Jump to: navigation, search

Introduction

The field of structure from motion within the study of computer vision is active and evolving. Existing approaches for using cameras to obtain the 3D structure of a scene use visual correspondence and tracking across multiple views to triangulate the position of points in the scene. This is a well-studied problem with entire textbooks written about the various stages of its solution, such as An Invitation to 3-D Vision: From Images to Geometric Models, by Yi Ma, Stefano Soatto, Jana Kosecka, and Shankar Sastry.
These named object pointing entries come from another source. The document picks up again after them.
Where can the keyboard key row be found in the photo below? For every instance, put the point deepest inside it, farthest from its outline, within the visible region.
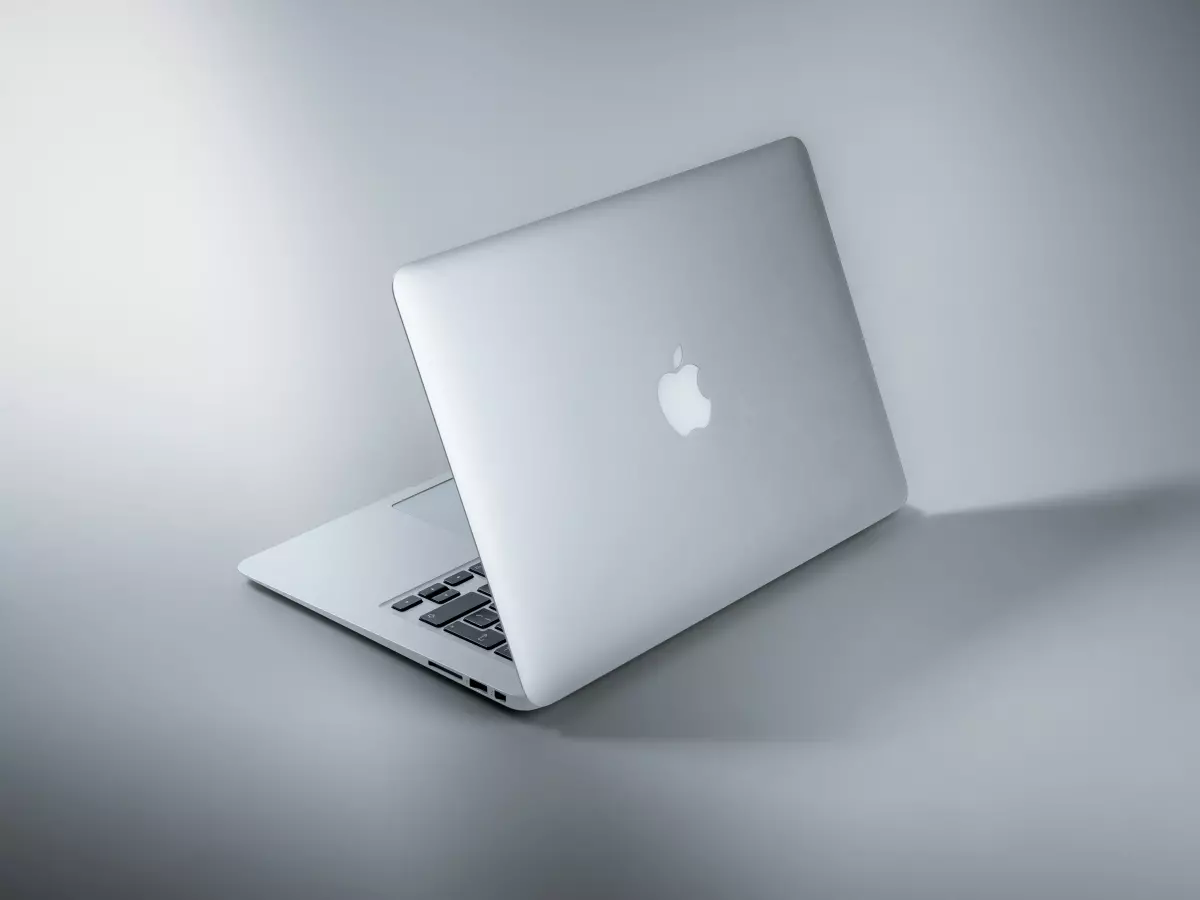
(480, 637)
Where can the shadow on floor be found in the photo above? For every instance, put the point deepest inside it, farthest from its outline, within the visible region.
(811, 655)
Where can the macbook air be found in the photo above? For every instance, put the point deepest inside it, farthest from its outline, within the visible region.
(652, 406)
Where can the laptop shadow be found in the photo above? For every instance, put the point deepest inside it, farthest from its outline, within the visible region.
(816, 654)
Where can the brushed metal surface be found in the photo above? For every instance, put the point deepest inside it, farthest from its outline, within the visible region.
(541, 349)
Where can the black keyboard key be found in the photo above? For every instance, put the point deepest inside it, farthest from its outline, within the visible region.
(455, 609)
(448, 594)
(484, 618)
(487, 640)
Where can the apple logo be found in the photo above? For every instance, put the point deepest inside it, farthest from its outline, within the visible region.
(684, 407)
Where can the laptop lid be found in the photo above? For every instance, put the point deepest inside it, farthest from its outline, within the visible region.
(652, 406)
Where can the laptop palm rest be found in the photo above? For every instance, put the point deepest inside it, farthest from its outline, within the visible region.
(370, 556)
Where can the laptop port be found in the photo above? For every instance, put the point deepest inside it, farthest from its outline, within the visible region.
(443, 669)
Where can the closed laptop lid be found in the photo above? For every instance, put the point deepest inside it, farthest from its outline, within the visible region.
(652, 405)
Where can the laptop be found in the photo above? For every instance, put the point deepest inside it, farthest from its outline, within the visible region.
(652, 406)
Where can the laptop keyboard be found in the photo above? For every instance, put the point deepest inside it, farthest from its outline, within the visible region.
(461, 605)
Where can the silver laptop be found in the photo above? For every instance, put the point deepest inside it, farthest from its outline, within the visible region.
(652, 406)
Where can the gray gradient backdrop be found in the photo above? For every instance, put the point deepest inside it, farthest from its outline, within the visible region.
(993, 695)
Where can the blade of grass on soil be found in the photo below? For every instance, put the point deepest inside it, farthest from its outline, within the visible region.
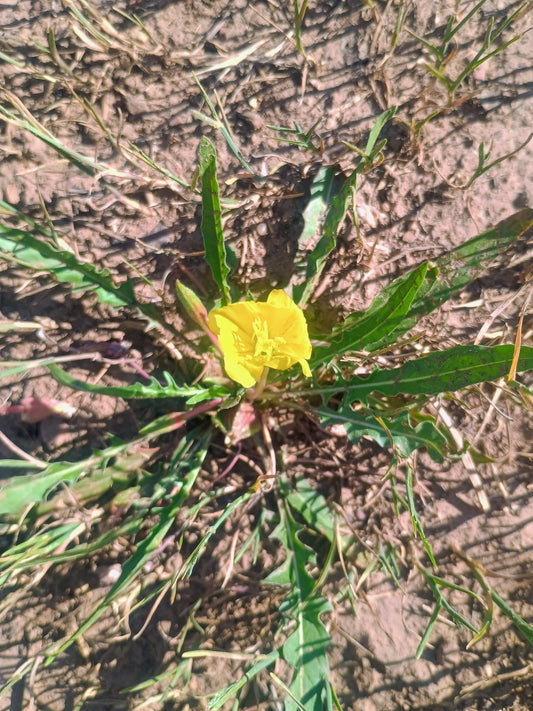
(439, 372)
(336, 213)
(305, 648)
(214, 244)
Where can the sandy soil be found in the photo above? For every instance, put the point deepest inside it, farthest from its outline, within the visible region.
(410, 208)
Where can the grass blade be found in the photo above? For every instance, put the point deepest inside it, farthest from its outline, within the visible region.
(215, 248)
(470, 261)
(193, 450)
(340, 200)
(305, 648)
(65, 267)
(379, 324)
(400, 432)
(439, 372)
(171, 389)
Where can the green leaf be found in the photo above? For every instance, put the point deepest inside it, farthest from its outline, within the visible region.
(439, 372)
(225, 694)
(193, 451)
(313, 508)
(400, 433)
(525, 629)
(372, 328)
(215, 249)
(339, 203)
(305, 648)
(39, 255)
(193, 393)
(322, 190)
(20, 491)
(398, 308)
(470, 261)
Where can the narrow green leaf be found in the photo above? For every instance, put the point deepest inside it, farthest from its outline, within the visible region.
(470, 261)
(398, 433)
(340, 200)
(415, 518)
(525, 629)
(305, 648)
(215, 248)
(39, 255)
(372, 328)
(20, 491)
(194, 449)
(193, 393)
(225, 694)
(384, 118)
(312, 506)
(322, 190)
(439, 372)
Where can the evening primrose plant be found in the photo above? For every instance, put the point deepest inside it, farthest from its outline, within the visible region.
(273, 357)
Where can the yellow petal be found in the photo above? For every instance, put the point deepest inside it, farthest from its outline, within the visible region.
(255, 335)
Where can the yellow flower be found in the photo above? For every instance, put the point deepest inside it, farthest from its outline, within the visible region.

Unfortunately, purely vision-based approaches for using camera images to calculate the 3D geometry of a scene suffer from a number of well-known drawbacks. High-quality visual features must exist, and correspondences between them must be established within multiple views. The process of matching correspondences is subject to noise which depends on each view. Views without visual features, like images of the floors or walls of a building, are not suitable for use at all. In addition, aligningment of the views and triangulation of the geometry involves a considerable amount of computational expense. For many applications, this expense is acceptable, but once the geometry is constructed, it may be incomplete due to the presenece of "holes" from places where the user forgot to scan.
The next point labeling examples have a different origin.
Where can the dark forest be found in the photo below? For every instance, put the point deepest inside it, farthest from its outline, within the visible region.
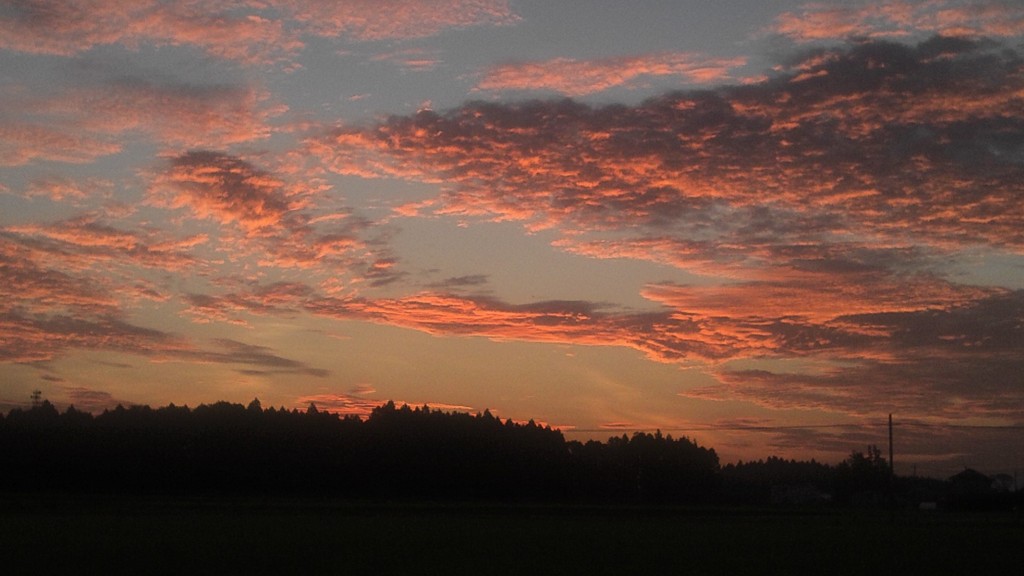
(404, 453)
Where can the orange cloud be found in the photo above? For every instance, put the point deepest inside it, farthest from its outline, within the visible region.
(898, 18)
(880, 140)
(577, 78)
(383, 19)
(81, 125)
(226, 189)
(255, 33)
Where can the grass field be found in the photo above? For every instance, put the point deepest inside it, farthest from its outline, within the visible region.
(160, 536)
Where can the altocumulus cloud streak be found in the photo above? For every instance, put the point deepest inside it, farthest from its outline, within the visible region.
(839, 183)
(201, 192)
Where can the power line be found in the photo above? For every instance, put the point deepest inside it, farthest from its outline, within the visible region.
(758, 427)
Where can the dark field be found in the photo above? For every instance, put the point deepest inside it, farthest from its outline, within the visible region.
(50, 535)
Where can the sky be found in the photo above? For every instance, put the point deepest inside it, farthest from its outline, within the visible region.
(764, 225)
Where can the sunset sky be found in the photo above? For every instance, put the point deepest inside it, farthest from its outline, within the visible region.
(765, 225)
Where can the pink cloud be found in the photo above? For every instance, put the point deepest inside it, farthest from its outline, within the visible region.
(84, 124)
(227, 190)
(255, 33)
(383, 19)
(897, 18)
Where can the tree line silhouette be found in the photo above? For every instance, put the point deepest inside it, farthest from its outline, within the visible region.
(422, 454)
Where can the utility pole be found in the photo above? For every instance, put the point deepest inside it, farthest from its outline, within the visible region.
(892, 476)
(892, 470)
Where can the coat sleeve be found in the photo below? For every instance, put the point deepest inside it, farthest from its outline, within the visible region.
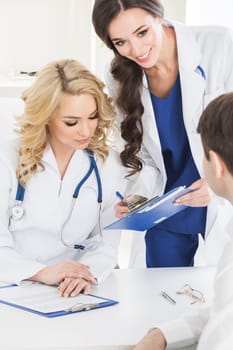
(185, 331)
(14, 267)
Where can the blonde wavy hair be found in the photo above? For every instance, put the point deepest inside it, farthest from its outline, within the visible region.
(44, 97)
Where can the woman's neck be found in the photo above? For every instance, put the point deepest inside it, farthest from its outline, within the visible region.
(163, 74)
(63, 157)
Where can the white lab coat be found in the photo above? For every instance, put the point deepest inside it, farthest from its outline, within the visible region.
(212, 325)
(28, 245)
(212, 49)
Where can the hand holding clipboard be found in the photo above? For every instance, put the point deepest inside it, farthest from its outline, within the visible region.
(151, 212)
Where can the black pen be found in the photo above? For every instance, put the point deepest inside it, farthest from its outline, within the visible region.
(168, 298)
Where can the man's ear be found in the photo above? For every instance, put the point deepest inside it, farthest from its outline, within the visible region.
(218, 165)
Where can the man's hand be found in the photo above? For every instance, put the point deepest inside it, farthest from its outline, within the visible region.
(153, 340)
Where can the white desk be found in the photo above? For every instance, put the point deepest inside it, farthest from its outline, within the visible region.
(116, 327)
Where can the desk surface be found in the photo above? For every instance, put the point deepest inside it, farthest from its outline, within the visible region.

The recent emergence of geometry cameras that use structured patterns of infrared light to construct a camera-space depth map in hardware solve a number of these problems. The infrared light projection and reconstruction occur outside of the visible light spectrum, so the system does not depend on visible features at all. Many of the cameras are relatively inexpensive, and the geometry construction occurs in real-time. They do, however, arrive with a number of their own novel problems. Infrared light from energy sources such as the sun or other infrared cameras may interfere with the projected patten. The projected light may also reflect off of different surfaces, confusing the algorithm used to perform the reconstruction. Also, the data is only available as a depth map in camera space; it is impossible to obtain data about any geometry that is not immediately visible in the current view.
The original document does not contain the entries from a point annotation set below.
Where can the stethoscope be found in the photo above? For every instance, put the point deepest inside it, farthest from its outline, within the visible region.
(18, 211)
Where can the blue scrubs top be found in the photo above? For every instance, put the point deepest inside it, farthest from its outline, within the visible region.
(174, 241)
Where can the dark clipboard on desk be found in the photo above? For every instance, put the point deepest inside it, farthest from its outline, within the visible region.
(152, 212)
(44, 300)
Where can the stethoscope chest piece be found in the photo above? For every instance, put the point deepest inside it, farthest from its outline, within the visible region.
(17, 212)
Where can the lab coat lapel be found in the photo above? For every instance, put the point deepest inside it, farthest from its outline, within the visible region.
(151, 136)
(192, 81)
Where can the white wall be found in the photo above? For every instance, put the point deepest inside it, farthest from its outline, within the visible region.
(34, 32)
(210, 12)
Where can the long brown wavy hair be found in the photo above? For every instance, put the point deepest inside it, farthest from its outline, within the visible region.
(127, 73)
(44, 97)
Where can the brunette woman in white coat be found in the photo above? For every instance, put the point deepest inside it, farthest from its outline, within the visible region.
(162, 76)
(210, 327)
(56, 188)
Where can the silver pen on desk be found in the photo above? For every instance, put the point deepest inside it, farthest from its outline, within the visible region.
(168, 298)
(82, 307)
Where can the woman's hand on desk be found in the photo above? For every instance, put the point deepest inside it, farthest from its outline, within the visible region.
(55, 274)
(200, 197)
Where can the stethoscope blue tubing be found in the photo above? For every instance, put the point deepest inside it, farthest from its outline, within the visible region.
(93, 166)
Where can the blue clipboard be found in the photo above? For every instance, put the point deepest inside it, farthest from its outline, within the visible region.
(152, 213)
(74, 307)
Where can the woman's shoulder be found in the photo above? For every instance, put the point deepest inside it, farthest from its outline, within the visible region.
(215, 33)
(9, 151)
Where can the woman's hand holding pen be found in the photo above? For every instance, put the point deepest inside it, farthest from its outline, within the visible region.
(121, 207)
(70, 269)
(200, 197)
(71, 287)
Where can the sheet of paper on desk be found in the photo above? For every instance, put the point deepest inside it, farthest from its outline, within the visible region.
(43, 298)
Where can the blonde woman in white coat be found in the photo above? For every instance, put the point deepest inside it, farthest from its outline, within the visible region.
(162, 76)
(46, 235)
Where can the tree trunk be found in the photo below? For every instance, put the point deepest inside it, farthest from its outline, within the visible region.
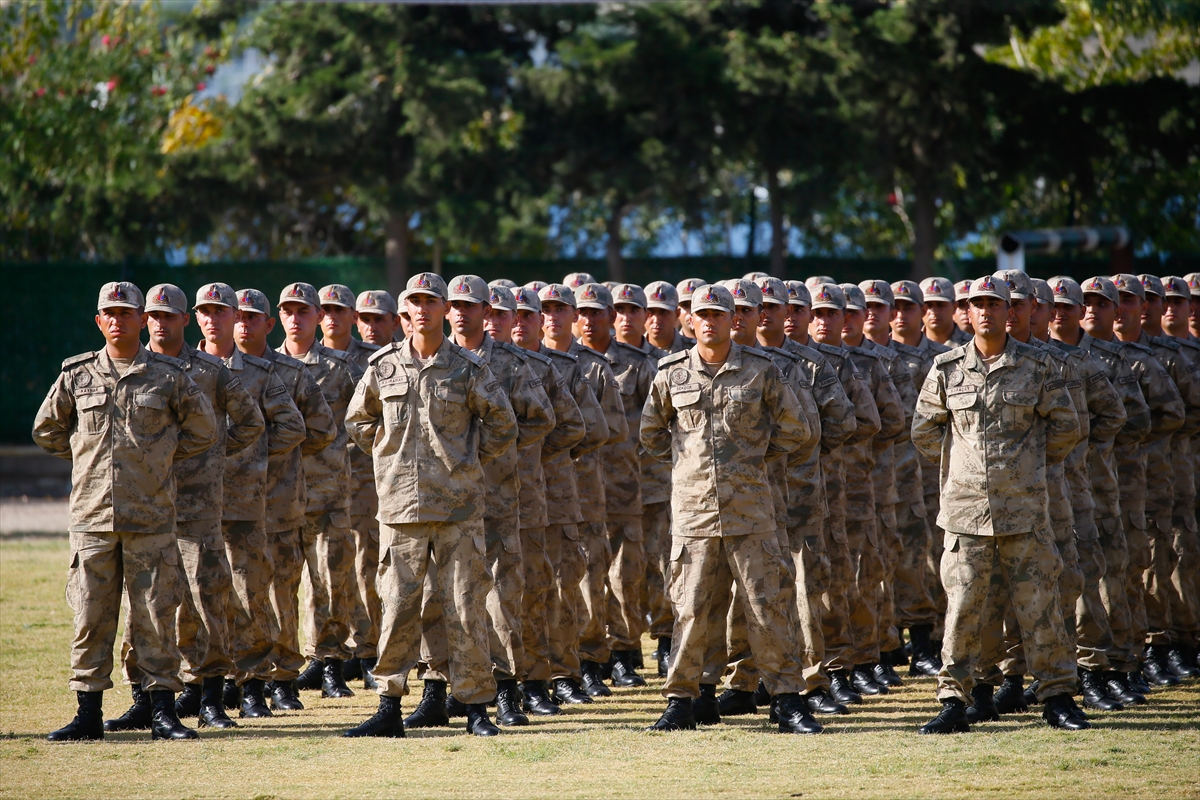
(396, 251)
The former problems may be solved keeping the infrared camera out of direct sunlight and avoiding highly reflective surfaces like mirrors and consumer electronics liquid-crystal displays. This system presents a novel approach to solving the latter problem by saving the data obtained by each view of the camera into a global data structure. Provided with a means to obtain the pose of the camera at each frame, each frame's depth map can be transformed into a colored point cloud in world space, relative to some origin and set of coordinate axes. Once enough such vertices are obtained, they may be linked together into a triangle mesh, assigned texture coordinates and saved to a common geometry definition file format like Wavefront OBJ. The scanned geometry is now ready for use in real-time computer graphics applications like virtual tourism or video games, or offline applications like ray-tracing rendering systems.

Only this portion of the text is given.